In light of all this, a lot of good things actually happened last year as well. (Check out this article in the Telegraph and scroll down.) Bad things are unavoidable in life, and sometimes it’s hard to see the light in so much dark. Though it may not always be grand, there is always good to be found. I thought back over the year to just a handful of good things that happened in my life: my older brother got married, which means I finally have a sister. My cousin’s oldest son is now cancer free after being diagnosed with leukemia in 2013. I celebrated 3 years with my partner. My best pals had a sweet little baby. I conquered my fear of traveling alone. Not to mention all the small day-to-day things that I tend to take for granted.
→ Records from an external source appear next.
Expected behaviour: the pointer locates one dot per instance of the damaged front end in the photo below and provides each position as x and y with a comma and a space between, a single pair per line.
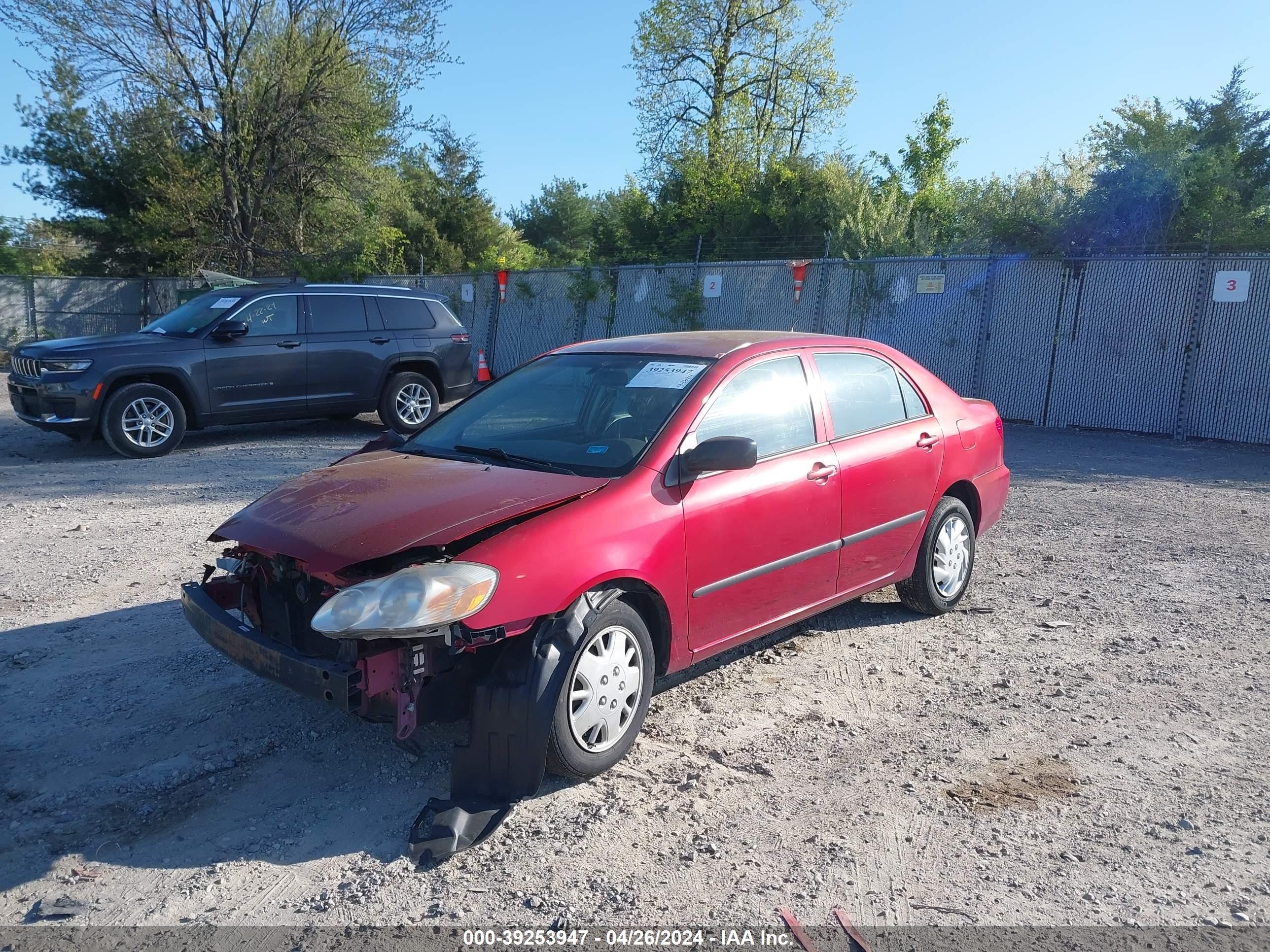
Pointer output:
347, 585
261, 615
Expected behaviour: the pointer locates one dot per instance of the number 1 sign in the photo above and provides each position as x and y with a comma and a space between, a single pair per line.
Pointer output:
1231, 286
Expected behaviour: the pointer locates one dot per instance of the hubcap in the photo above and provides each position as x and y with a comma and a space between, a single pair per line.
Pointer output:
413, 404
952, 558
605, 688
148, 422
I guess what I’m saying is don’t feel down about the past, but look forward with the hope that we all have the strength to accept the good and the bad things as they come.
spicy coconut and pineapple soup (vegan, gluten free)
2/3 cup uncooked short grain brown rice + 1 cup water/veg stock
2 cups sliced onion
1 tablespoon minced garlic
1 tablespoon minced ginger
6 curry leaves, torn
1 1/2 teaspoons tamarind paste
1 1/2 teaspoons sambal oelek, plus more for serving
2 teaspoons red curry paste
1/2 stalk lemongrass, about 5 inches, bashed with the back of a knife
2 teaspoons sugar
good pinch of salt
4 cups veg stock
3/4 cup coconut milk
2 teaspoons lime juice
150 g soft tofu (not silken), 1/2 inch cubes
100 g enoki mushrooms, pulled apart into strands
1 cup pineapple, 1/2 inch cubes
Start with the rice: bring 1 cup of water or veg stock to a boil in a small pot. Rinse the rice in a small sieve, then add to the pot with a good pinch of salt. Low the heat to medium low, cover and continue to cook for 15-20 minutes. Once the rice is al dente, remove from the heat still covered, then fluff with a fork after 5 minutes or so.
For the soup: add a splash of oil to a pot over medium low heat along with the sliced onion. Stir occasionally for 8-10 minutes until softened slightly, but don’t allow it to brown. Add the minced garlic and ginger and cook for another 2 minutes. Add the curry leaves, tamarind, sambal, red curry paste, lemongrass, sugar, and salt, stirring to coat, then add the stock. Bring to a boil then reduce to a simmer for 20 minutes. Remove the lemon grass, then add the coconut milk, lime juice, tofu, mushrooms, and pineapple and cook for 5 minutes over a simmer. Divide the rice between two bowls and pour half the soup into each, then top with cilantro and more sambal.
Feel free to use some noodles in place of the rice; I batch cooked a bunch of rice so it’s what I had on hand when I made the soup.
I realize that ‘spicy’ is subjective and if we’re being honest here, I’m a total wimp. So if you like heat, add more to the base of the soup and garnish with it too.